Hi Michelle W — Thank you for this. Many thoughtful and sensitive bloggers out there. Too bad the enemy can’t be sensitive. I guess maybe they are in their own way, but something big is lost in the translation, don’t you think?
Could I suggest you check out my own little contribution? I posted it Monday. It’s called “The Last Time I Saw Paris.” It reads “The last time I saw Paris, Paris was at peace…”
Being a Dutchman and living in the USA, and having studied, worked and lived in Paris, I wrote my post “Black Friday in Paris” that same night at http://johnschwartzauthor.com
I only now see the many other posts. A good compilation, Michelle, so I add mine. Meanwhile events in Paris have progressed, amazingly, while the US scene continues to perplex me.
I’m not from Paris or Beirut, but I made a post anyways, and I thought I would share it here if that is okay. On Being Human in a World of Terror
Thanks for sharing this. Lots of lesson to learn there. Still, i was wondering, if it was only Beirut that had happened, would you have shared this newsletter with a review of bloggers that are mourning.
In this exercise to be united agaisnt terrorism, there remains this natural move of feeling more sorry for the ones you know about (Paris, London, etc) than the ones the news have already painted as endemic victims (Lebanon, Nigeria, Iraq, Afghanistan, etc).
thanks again for sharing though.
I kept wondering about the huge gaps between the two attacks (Paris and Beirut) shown all around the media and social networks. The only logical (somewhat) conclusion that I could manage to squeeze out is that, while both attacks SHOULD have received the same attention, the one in Paris shocked the world a lot more quite simply because it’s practically one of the main capitals of Europe. I assume that many people consider an attack in the middle east a relatively established norm by now (though, naturally, it shouldn’t be considered that way), but when an attack forms outside, especially in a western oriented country, the tables turn, flip and so do people. Despite that, I do hope the media and social media coverage will spread out more to the middle east. Though Europe is on high alert (and rightly so – better safe than sorry), people need to realise that we are far from being in a threat level that’s as extreme and devastating as it is in the middle east.
Prayers and best thoughts to the ones who’ve suffered.
Ah, this makes me sad. The way the world has become. Everyone has opposing views when it comes to the situation. Either way, no matter where you stand you can attest to the fact that each individual is human. And it is human to sympathize with a fallen brother due to evil in the world, no matter where or how it’s happened. No matter if you are from Paris, Germany, The United States, Beirut, Syria, etc…we all bleed the same and we all have an expiration date. It’s unfair how the media portrays these things. We all need to find a way of looking at the world in a more human perspective, like that of this post. Very insightful. I’ll be praying for all of those affected.
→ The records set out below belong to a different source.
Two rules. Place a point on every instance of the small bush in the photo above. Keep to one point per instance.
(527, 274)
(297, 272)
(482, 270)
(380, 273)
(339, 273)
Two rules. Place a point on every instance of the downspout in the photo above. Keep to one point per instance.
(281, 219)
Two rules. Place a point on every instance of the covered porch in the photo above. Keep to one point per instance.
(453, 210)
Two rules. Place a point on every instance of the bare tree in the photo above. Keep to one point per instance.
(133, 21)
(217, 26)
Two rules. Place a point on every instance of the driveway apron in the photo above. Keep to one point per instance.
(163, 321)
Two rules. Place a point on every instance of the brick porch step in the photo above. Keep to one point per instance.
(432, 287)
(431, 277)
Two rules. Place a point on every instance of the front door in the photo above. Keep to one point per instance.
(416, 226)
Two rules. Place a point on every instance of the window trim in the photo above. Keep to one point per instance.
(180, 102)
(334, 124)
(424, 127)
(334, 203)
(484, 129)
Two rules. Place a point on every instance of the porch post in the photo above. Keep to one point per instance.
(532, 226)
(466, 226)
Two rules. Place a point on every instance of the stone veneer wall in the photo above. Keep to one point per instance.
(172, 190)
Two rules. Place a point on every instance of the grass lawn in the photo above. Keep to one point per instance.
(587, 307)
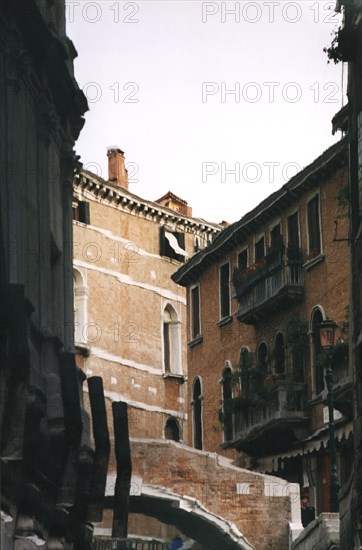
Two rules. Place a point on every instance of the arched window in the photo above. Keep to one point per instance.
(279, 355)
(172, 429)
(317, 318)
(262, 357)
(171, 329)
(80, 308)
(226, 396)
(197, 414)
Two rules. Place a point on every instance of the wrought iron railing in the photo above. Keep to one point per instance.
(128, 544)
(284, 404)
(269, 286)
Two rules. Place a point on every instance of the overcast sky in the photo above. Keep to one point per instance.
(218, 102)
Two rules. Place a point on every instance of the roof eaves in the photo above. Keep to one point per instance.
(186, 274)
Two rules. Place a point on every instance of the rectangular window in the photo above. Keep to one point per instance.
(195, 312)
(314, 231)
(172, 244)
(166, 348)
(276, 238)
(225, 290)
(259, 249)
(293, 251)
(243, 260)
(81, 211)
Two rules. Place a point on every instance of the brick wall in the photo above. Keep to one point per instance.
(245, 498)
(326, 285)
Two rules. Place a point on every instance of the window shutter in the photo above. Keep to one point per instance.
(162, 241)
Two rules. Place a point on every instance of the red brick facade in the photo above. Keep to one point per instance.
(312, 283)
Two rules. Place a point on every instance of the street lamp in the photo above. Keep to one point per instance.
(326, 333)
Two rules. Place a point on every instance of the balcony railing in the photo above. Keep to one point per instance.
(268, 288)
(285, 408)
(128, 544)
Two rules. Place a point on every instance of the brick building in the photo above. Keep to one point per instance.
(257, 295)
(348, 48)
(129, 315)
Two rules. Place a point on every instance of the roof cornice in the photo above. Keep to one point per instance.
(126, 201)
(310, 177)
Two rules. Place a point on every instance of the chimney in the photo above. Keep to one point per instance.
(117, 172)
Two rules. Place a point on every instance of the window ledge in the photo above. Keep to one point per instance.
(195, 341)
(224, 321)
(314, 261)
(181, 377)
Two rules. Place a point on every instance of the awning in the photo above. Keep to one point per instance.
(174, 244)
(315, 442)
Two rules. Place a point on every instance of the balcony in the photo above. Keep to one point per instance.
(268, 285)
(342, 381)
(272, 426)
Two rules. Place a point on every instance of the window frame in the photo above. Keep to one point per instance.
(193, 335)
(257, 240)
(222, 288)
(238, 254)
(311, 255)
(288, 243)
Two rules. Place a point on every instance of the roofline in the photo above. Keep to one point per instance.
(229, 237)
(129, 202)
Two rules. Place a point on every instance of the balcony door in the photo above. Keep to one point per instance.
(197, 414)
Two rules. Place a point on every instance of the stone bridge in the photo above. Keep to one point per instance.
(209, 499)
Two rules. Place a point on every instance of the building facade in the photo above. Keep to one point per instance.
(49, 494)
(130, 318)
(257, 295)
(347, 47)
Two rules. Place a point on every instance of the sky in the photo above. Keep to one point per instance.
(219, 102)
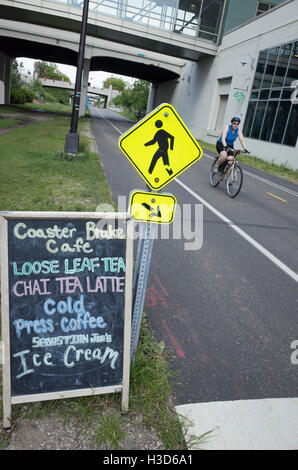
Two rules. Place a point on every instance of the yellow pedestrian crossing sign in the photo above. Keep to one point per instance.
(160, 146)
(152, 207)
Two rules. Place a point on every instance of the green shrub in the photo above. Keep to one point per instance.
(17, 96)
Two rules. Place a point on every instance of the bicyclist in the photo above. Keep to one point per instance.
(226, 142)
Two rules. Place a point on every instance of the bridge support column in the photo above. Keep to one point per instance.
(5, 77)
(84, 89)
(151, 96)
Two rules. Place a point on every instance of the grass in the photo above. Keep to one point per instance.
(37, 175)
(282, 171)
(9, 122)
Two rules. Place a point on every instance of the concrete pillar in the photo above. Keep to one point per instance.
(2, 92)
(5, 76)
(151, 96)
(84, 89)
(109, 95)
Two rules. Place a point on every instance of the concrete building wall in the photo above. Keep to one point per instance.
(238, 12)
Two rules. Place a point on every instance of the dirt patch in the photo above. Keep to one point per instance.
(24, 118)
(54, 432)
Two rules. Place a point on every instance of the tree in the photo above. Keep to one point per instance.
(117, 83)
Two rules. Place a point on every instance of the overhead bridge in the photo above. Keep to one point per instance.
(185, 29)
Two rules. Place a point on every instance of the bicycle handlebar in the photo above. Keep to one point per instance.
(237, 151)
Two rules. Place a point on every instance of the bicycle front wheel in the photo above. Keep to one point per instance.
(234, 181)
(213, 177)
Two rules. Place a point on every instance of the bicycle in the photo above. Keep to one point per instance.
(231, 173)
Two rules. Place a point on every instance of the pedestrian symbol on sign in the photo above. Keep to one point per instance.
(161, 137)
(170, 150)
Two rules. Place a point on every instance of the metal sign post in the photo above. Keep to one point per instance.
(145, 247)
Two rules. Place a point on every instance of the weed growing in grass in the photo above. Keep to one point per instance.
(109, 431)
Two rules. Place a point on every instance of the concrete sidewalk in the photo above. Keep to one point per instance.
(267, 424)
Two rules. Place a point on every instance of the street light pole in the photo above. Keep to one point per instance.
(72, 138)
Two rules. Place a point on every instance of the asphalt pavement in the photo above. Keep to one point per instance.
(222, 294)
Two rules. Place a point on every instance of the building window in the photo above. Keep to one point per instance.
(263, 7)
(272, 115)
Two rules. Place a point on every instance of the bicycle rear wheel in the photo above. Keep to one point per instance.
(213, 177)
(234, 181)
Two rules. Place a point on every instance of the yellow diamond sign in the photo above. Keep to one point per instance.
(160, 146)
(152, 207)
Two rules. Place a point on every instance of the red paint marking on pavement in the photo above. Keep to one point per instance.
(174, 341)
(161, 286)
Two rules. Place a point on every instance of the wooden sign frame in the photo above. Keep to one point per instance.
(8, 399)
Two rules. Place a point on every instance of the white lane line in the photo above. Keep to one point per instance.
(261, 424)
(263, 180)
(241, 232)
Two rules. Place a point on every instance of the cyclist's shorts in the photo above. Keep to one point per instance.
(220, 147)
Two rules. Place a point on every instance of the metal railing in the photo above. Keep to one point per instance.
(193, 18)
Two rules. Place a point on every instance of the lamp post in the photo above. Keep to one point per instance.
(72, 138)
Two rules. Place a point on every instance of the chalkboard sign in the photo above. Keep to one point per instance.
(66, 304)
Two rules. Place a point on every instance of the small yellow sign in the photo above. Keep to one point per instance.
(160, 146)
(152, 207)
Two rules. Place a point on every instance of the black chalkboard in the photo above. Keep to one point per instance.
(66, 280)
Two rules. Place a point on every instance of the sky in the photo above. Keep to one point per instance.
(95, 78)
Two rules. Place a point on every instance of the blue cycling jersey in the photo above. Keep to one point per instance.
(231, 136)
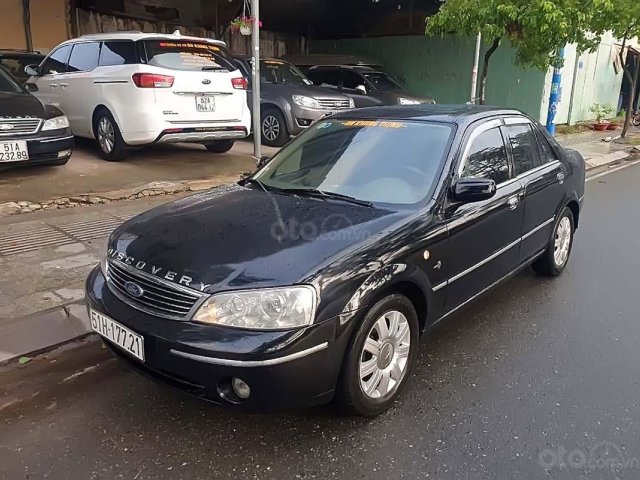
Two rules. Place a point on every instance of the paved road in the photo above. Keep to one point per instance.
(86, 172)
(540, 373)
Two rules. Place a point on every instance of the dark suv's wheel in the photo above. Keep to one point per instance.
(219, 146)
(109, 137)
(380, 357)
(556, 256)
(274, 128)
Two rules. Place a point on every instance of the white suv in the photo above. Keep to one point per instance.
(139, 88)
Reblogged this on You Don't Know Me, But You Will… and commented:
It’s awesome to see so many amazing and talented bloggers chime in on the issue of the Paris attacks this past week. I hope we can keep the conversation going about what it all really means, from our attitudes about humanitarianism to terrorism, and what will eventually help us to evolve (or implode) as human beings all sharing the same world. It is a wonderful, and at the same time wretched place. Writers are the spokespersons and keepers of time.
I agree with these comments totally. On Facebook there are a lot of similar comments, and most people have coloured their profile photo with the French flag in support of this dreadful event. Interestingly one Muslim girl showed a photo of herself, holding a placard which said all Muslims are not terrorists.